Another time, Haze had my longtime Springfield Republican counterpart Donnie Moorhouse co-hosting. At one point during the discussion, Moorhouse pointed out that “Gary is also the Valley Advocate ‘Nightcrawler,’ so he writes about music, and plays music. I guess what I am saying is that, if local music had a shape, it would be Gary.”

I apologized for not being a more flattering vessel, but always remembered that quip, as I considered it both quite clever and a very high compliment.

These were the reasons why I didn’t mind spending more on gas to drive my floppy discs up to Northampton every week then I was getting paid to write. Especially if I went out for drinks with Caccavaro, as I often did. One night, during a snowstorm, I drove up to his place in Northampton only to have the disc come up with the dreaded “unformatted disc/cannot read” error. So I drove back to Somers, Connecticut in the storm, saved the story again, and came back.

When I could get to the Springfield office — before it closed for good and merged into the Valley Advocate — they could “intranet” it up for me. During my ten-year stint as editor of The Airport News at Bradley International, I also made friends with the Hartford Advocate’s music man, Michael Marciano, who could email stories up for me from the office. But he greatly preferred — and I happily obliged — to meet at Hartford’s Russian Lady bar to make the exchange. I remember so many lunch breaks in which I’d slip him my disc as he held court in the barber’s chair they practically reserved for him. When the Russian Lady recently reopened, after closing years ago, I was glad to see that barber chair still there, refurbished as one of several original “artifacts.”

The Advocate changed hands, but I didn’t care who owned it — or where it was. I was doing what I loved. My original Valley team — which included Stephanie Kraft and Maureen Turner along with Caccavaro, Tom Vannah, and James Heflin — was a publishing powerhouse of its own.

It’s always fun to bang a left down Memory Lane.

So, what gives Carra? Are you sucking us into a farewell column, then not going away?

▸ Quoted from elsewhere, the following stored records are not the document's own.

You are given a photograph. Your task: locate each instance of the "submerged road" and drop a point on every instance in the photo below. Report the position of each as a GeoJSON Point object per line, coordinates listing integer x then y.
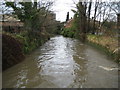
{"type": "Point", "coordinates": [63, 63]}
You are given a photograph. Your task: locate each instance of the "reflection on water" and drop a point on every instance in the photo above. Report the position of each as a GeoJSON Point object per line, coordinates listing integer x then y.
{"type": "Point", "coordinates": [59, 63]}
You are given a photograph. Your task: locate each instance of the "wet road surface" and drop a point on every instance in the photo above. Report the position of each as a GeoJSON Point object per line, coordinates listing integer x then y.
{"type": "Point", "coordinates": [63, 63]}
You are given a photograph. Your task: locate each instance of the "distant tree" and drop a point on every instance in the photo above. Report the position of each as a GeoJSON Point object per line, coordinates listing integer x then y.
{"type": "Point", "coordinates": [67, 18]}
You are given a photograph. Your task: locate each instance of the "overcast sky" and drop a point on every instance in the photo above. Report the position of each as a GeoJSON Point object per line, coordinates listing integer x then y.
{"type": "Point", "coordinates": [61, 7]}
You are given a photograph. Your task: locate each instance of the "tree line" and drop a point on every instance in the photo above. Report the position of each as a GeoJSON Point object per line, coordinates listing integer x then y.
{"type": "Point", "coordinates": [95, 17]}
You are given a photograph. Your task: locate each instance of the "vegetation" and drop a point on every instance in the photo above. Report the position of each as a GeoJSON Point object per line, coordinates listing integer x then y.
{"type": "Point", "coordinates": [39, 24]}
{"type": "Point", "coordinates": [100, 30]}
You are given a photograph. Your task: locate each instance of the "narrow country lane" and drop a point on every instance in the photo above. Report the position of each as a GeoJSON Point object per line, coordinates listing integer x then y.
{"type": "Point", "coordinates": [63, 63]}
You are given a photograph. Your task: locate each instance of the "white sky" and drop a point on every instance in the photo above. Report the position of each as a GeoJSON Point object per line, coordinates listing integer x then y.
{"type": "Point", "coordinates": [61, 7]}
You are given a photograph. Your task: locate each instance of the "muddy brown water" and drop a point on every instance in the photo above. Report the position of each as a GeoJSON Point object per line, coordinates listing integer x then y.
{"type": "Point", "coordinates": [63, 63]}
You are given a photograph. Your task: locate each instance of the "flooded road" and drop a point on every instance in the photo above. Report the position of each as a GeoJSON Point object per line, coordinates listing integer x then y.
{"type": "Point", "coordinates": [63, 63]}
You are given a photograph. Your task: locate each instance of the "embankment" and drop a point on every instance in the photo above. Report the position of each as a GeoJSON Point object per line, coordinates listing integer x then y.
{"type": "Point", "coordinates": [16, 46]}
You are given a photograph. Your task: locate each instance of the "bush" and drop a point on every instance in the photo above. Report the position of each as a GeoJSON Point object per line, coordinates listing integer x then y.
{"type": "Point", "coordinates": [11, 51]}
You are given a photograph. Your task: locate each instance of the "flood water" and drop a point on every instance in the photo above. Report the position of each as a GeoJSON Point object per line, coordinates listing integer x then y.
{"type": "Point", "coordinates": [63, 63]}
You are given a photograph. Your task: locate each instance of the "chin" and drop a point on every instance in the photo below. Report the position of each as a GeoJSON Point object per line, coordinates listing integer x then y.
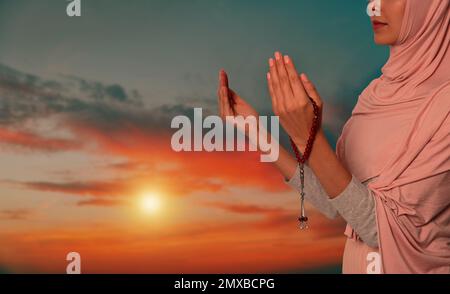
{"type": "Point", "coordinates": [381, 39]}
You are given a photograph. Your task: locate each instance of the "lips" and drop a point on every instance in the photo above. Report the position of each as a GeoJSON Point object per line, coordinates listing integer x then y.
{"type": "Point", "coordinates": [378, 24]}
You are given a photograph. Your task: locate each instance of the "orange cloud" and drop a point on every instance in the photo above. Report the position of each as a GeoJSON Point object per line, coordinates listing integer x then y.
{"type": "Point", "coordinates": [33, 141]}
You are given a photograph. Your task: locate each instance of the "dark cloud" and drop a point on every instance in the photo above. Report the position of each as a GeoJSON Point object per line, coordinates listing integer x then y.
{"type": "Point", "coordinates": [80, 104]}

Kind of. The cessation of the printed Nightcrawler column is certainly the end of an era. But with the blogging format, I can disseminate news in a more timely manner, when I need to. I also won’t have to worry about word counts. While I certainly pride myself for never missing a deadline or skipping a column in my 20-year-plus run, I can also work around my schedule a bit more. I started my own monthly direct-mail paper, The North Central News, in 2002, and that will be the home to my newest creation: the “Random Raven” column, where I expand my musical scope to include other interests including food and wine festivals, comedians, magicians, lesser-known day trips, and the like.

I’ve also gotten into acting (the production “Three Doors To Death” comes to the Holiday Inn in Enfield on March 31) and I’ve been threatening to write a book for years now. I’ve finally started work on the latter, and I’m sure this piece will come in handy when I reach the chapter on the Advocate years.

I also want to make more music — live and recorded. And if all that isn’t enough, there’s always those four children of mine to keep me busy.

Besides, us old rockers get a pass on phony farewells, don’t we? How many times has KISS come around since their first ‘Farewell Tour’ in 2000?

Unlike the kabuki make-up-wearing band and other farewell tour offenders, however, my decision to carry on in the blog format is far from a last-ditch cash grab. I’m doing it for a song.

Or, more precisely, my love of songs, and you beautiful people who write, perform, record, and listen to them.